Gata: Чмоки всем за отзывы! Роза пишет: граф пока не знает (и еще достаточно пострадает), а мне Ольгитта ночью шепнула на ушко ответ Нет бы графу шепнуть :) Но пусть пострадает, да, он еще не искупил людоедского самоуправства :) Lana пишет: Читаю тебя как роман, как сказку, как песню. Взяв героев за руку, легко и завороженно следую за ними, и удивляюсь, когда спотыкаюсь о последнюю букву отрывка Ланусь, таких поэтичных комментариев я еще не получала! NataliaV пишет: Барон веселит неиссякаемым оптимизмом Очень хочется, чтобы такой гуляка не канул в неизвестность, а Гата нам его еще явила на страницах романа Обязательно явится, куда ж ему деваться :) NataliaV пишет: Пугающая фраза. Cпокойной жизни пришел конец? Т.е. всё, что было до - спокойная жисть? :) Светлячок пишет: Корфаньяку мы с Гатой в разных эпохах, не сговариваясь, добавили одиозности Я над своими персами обычно подтруниваю Светлячок пишет: Ншествие какого-нибудь ордена во главе с обиженными и оскорбленными мстителями. Или явление природы, наводнение или там землетрясение Явление природы, мне нравится эта формулировка Светик, теперь буду выкладывать проду не раньше, чем за день до твоей репетиции, предварительно выяснив расписание! Чтобы рассеянность успела рассеяться :)

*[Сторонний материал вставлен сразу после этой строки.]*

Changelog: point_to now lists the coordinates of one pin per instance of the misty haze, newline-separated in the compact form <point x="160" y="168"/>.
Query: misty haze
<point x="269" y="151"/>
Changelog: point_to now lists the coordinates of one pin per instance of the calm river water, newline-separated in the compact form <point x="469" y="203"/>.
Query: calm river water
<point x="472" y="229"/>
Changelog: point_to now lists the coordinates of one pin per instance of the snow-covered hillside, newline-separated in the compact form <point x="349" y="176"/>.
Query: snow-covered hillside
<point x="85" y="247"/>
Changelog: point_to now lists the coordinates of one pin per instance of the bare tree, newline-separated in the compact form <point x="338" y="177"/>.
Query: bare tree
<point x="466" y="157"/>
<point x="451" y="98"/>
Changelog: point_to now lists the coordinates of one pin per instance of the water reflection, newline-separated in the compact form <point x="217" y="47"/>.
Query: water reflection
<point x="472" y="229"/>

NataliaV: Gata пишет: Т.е. всё, что было до - спокойная жисть? :) В определенной степени - спокойная. Ольгитта в шаговой доступности, но граф обхаживает ее постепенно, без яростных вспышек страсти, которые имели место до приезда в Фалль. К тому же стресс, связанный с внезапным замужеством длился у девушки с момента приезда в Калиньяр графа и племянника и до отъезда в Фалль. Чего-то больше, чего-то меньше, тут уже было все равно, потому что всё хуже. Сейчас как-то все успокоилось, даже любимое хобби - охота, пожалуйста, всё для нее.


Gata: В общем, всё познается в сравнении

Светлячок: (стучит пальцем по календарю) 10 дней уже, которые потрясли мир отсутствием проды!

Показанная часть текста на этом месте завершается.